Para demontran yang datang dari berbagai daerah seluruh Indonesia itu menyampaikan berbagai tuntutan, termasuk penghapusan diskriminasi waktu pengangkatan menjadi Pegawai Negeri Sipil, menurut Kholik, salah seorang guru dari Cirebon yang datang dengan dua buah bus, menyatakan ada guru honoren swasta yang sudah puluhan tahun tapi belum juga terangkat menjadi PNS.
Dalam tuntutannya, mereka juga mendesak DPR agar segera mengesahkan Rancangan Peraturan Pemerintah (RPP) pengangkatan guru honoren menjadi Peraturan Pemerintah.
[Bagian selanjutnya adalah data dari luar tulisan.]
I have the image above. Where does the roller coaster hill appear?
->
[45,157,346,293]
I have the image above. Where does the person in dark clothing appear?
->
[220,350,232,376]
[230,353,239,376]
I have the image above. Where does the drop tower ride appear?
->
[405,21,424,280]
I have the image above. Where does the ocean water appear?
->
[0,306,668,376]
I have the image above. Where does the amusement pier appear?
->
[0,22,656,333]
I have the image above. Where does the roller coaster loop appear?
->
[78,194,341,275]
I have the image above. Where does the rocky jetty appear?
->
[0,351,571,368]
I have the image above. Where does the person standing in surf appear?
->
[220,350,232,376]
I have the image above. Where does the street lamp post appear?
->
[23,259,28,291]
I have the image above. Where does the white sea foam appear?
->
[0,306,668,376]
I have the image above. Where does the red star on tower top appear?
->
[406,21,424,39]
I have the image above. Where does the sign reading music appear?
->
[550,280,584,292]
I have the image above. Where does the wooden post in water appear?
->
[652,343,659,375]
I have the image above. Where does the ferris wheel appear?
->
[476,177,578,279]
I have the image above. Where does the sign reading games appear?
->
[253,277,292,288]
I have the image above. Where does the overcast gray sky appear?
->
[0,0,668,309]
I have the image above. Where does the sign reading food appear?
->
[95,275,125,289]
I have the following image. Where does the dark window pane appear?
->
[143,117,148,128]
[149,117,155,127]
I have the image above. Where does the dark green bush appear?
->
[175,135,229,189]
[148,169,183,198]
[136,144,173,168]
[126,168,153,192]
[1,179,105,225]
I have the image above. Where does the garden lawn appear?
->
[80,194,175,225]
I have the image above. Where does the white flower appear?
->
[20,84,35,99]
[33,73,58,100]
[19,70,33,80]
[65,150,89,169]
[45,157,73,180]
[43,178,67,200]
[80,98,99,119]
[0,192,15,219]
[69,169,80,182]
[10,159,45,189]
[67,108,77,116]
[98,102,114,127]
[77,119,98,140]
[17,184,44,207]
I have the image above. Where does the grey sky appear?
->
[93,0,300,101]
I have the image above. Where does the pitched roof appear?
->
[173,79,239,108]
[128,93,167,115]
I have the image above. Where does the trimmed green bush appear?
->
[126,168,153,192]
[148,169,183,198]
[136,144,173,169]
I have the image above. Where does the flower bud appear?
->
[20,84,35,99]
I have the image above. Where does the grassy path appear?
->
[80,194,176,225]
Di depan pintu gerbang, sebagaimana aksi – aksi lain yang marak selama ini, para demontran itu juga melakukan aksi teatrikal yang membawa tema tentang penderitaan ekonomi para guru honorer yang hanya menerima Rp. 200 hingga Rp. 300 ribu setiap bulan.
Di tengah aksi, melalui seleksi ketat dengan wajib memperlihatkan kartu identitas, 50 orang perwakilan para “Umar Bakri” diterima oleh Komisi X DPR RI untuk menyampaikan tuntutan secara resmi.